Our Open Wetlab regularly has guests working at their projects in our lab. Recently, Matilde Losi from TU/e worked at her 'Host' project here. She wrote me the following about it, that I would like to share with you:
During my exchange semester at TU/e, I attended Next Nature theme in Nano supermarket project team, which is related to the use of nanotechnology in products able to cause a debate regarding future scenarios, investigating how technology will change our habits and impact on our behaviour.
My project is called 'Host', a word with several meaning as the Eucharist bread symbol of Christ’s body, but also the verb “to host” which means receiving guests as happens daily to our bodies changing on the nanoscale due to all bacteria and micro organisms surrounding us.

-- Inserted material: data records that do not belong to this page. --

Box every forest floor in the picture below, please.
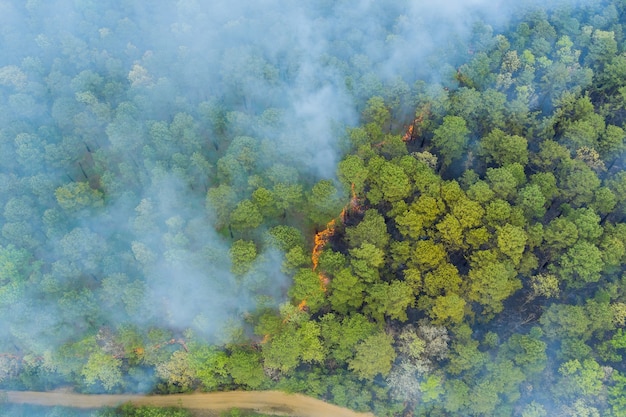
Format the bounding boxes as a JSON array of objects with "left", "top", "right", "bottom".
[{"left": 1, "top": 389, "right": 375, "bottom": 417}]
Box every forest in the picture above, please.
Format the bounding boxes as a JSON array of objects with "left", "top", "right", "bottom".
[{"left": 2, "top": 0, "right": 626, "bottom": 416}]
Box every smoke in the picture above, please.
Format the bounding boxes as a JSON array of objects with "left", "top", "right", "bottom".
[{"left": 0, "top": 0, "right": 594, "bottom": 405}]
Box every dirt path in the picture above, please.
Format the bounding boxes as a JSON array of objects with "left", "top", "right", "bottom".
[{"left": 2, "top": 390, "right": 376, "bottom": 417}]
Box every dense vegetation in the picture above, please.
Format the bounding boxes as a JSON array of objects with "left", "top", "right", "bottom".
[
  {"left": 3, "top": 0, "right": 626, "bottom": 416},
  {"left": 97, "top": 404, "right": 192, "bottom": 417}
]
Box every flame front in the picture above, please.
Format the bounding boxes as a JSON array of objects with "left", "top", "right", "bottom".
[
  {"left": 312, "top": 219, "right": 336, "bottom": 273},
  {"left": 312, "top": 218, "right": 336, "bottom": 292},
  {"left": 294, "top": 184, "right": 364, "bottom": 310},
  {"left": 402, "top": 123, "right": 415, "bottom": 142},
  {"left": 403, "top": 103, "right": 431, "bottom": 142}
]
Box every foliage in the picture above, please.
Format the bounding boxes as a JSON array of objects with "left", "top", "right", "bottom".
[
  {"left": 3, "top": 1, "right": 626, "bottom": 417},
  {"left": 96, "top": 404, "right": 192, "bottom": 417}
]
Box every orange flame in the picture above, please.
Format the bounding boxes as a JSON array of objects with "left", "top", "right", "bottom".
[
  {"left": 403, "top": 103, "right": 431, "bottom": 142},
  {"left": 312, "top": 218, "right": 336, "bottom": 273},
  {"left": 343, "top": 183, "right": 363, "bottom": 222},
  {"left": 308, "top": 213, "right": 343, "bottom": 297},
  {"left": 295, "top": 183, "right": 365, "bottom": 309},
  {"left": 402, "top": 124, "right": 415, "bottom": 142},
  {"left": 340, "top": 207, "right": 348, "bottom": 223}
]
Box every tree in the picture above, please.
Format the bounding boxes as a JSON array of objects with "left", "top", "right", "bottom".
[
  {"left": 349, "top": 247, "right": 382, "bottom": 284},
  {"left": 229, "top": 240, "right": 257, "bottom": 275},
  {"left": 517, "top": 184, "right": 547, "bottom": 219},
  {"left": 486, "top": 165, "right": 523, "bottom": 200},
  {"left": 432, "top": 115, "right": 470, "bottom": 167},
  {"left": 188, "top": 344, "right": 230, "bottom": 391},
  {"left": 297, "top": 321, "right": 325, "bottom": 364},
  {"left": 348, "top": 332, "right": 396, "bottom": 380},
  {"left": 529, "top": 273, "right": 560, "bottom": 299},
  {"left": 155, "top": 350, "right": 195, "bottom": 392},
  {"left": 532, "top": 140, "right": 571, "bottom": 172},
  {"left": 55, "top": 181, "right": 103, "bottom": 212},
  {"left": 521, "top": 402, "right": 548, "bottom": 417},
  {"left": 262, "top": 327, "right": 301, "bottom": 374},
  {"left": 0, "top": 355, "right": 19, "bottom": 383},
  {"left": 598, "top": 124, "right": 626, "bottom": 160},
  {"left": 307, "top": 180, "right": 344, "bottom": 226},
  {"left": 451, "top": 197, "right": 485, "bottom": 230},
  {"left": 436, "top": 214, "right": 465, "bottom": 250},
  {"left": 412, "top": 240, "right": 447, "bottom": 271},
  {"left": 368, "top": 160, "right": 411, "bottom": 204},
  {"left": 252, "top": 187, "right": 280, "bottom": 219},
  {"left": 338, "top": 155, "right": 368, "bottom": 194},
  {"left": 104, "top": 404, "right": 192, "bottom": 417},
  {"left": 100, "top": 273, "right": 145, "bottom": 317},
  {"left": 430, "top": 293, "right": 466, "bottom": 325},
  {"left": 559, "top": 160, "right": 600, "bottom": 207},
  {"left": 469, "top": 257, "right": 521, "bottom": 316},
  {"left": 226, "top": 349, "right": 266, "bottom": 389},
  {"left": 229, "top": 199, "right": 263, "bottom": 232},
  {"left": 329, "top": 268, "right": 365, "bottom": 314},
  {"left": 539, "top": 304, "right": 591, "bottom": 340},
  {"left": 479, "top": 128, "right": 529, "bottom": 166},
  {"left": 206, "top": 185, "right": 237, "bottom": 228},
  {"left": 443, "top": 379, "right": 471, "bottom": 414},
  {"left": 362, "top": 96, "right": 391, "bottom": 129},
  {"left": 553, "top": 241, "right": 604, "bottom": 287},
  {"left": 394, "top": 208, "right": 425, "bottom": 240},
  {"left": 364, "top": 280, "right": 414, "bottom": 322},
  {"left": 262, "top": 320, "right": 324, "bottom": 373},
  {"left": 320, "top": 313, "right": 376, "bottom": 363},
  {"left": 446, "top": 339, "right": 487, "bottom": 376},
  {"left": 467, "top": 180, "right": 495, "bottom": 203},
  {"left": 266, "top": 225, "right": 304, "bottom": 252},
  {"left": 496, "top": 224, "right": 528, "bottom": 265},
  {"left": 544, "top": 217, "right": 579, "bottom": 251},
  {"left": 591, "top": 186, "right": 617, "bottom": 216},
  {"left": 485, "top": 199, "right": 512, "bottom": 226},
  {"left": 500, "top": 328, "right": 547, "bottom": 376},
  {"left": 609, "top": 371, "right": 626, "bottom": 416},
  {"left": 0, "top": 244, "right": 34, "bottom": 286},
  {"left": 423, "top": 262, "right": 461, "bottom": 296},
  {"left": 289, "top": 269, "right": 326, "bottom": 312},
  {"left": 600, "top": 233, "right": 626, "bottom": 272},
  {"left": 346, "top": 209, "right": 390, "bottom": 249},
  {"left": 556, "top": 359, "right": 604, "bottom": 398},
  {"left": 530, "top": 172, "right": 558, "bottom": 202},
  {"left": 386, "top": 360, "right": 422, "bottom": 402},
  {"left": 82, "top": 350, "right": 123, "bottom": 391},
  {"left": 59, "top": 227, "right": 107, "bottom": 273},
  {"left": 272, "top": 183, "right": 303, "bottom": 215},
  {"left": 568, "top": 208, "right": 602, "bottom": 241},
  {"left": 587, "top": 29, "right": 618, "bottom": 66}
]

After a long and varied research regarding the relation between science and religion, how they have been related to each other since the first scientific discoveries made by some religious scholars, I had the idea of designing some cards hosting yeast powder. In this card, science and religion collaborate: the biological reaction of the yeast, helps to understand the religious meaning of the Host. Eating this card, actually hosting some changeable living organism as yeast is, will make the metaphor of eating Christ’s body, the holy Creator, more evident and perceptible by our senses, through sight and taste.
The discover of the yeast as the best ingredients to obtain some reactions on the Host card has been possible thanks to the help of Pieter van Boheemen and other experts of the Wetlab at Waag Amsterdam. I went to the Open Wetlab to better understand ways in which my host could really 'host' a gm organism, as well as the possible side-effects of its consumption by humans. This allowed me to use their expertise in my experiments, incorporating yeast in silkscreen printing, shaping my designs and reaching more informed final outcomes.
The result of the Nano supermarket projects has been shown on the 4th and 6th of June at the Technical University Eindhoven in the Next Nature project space.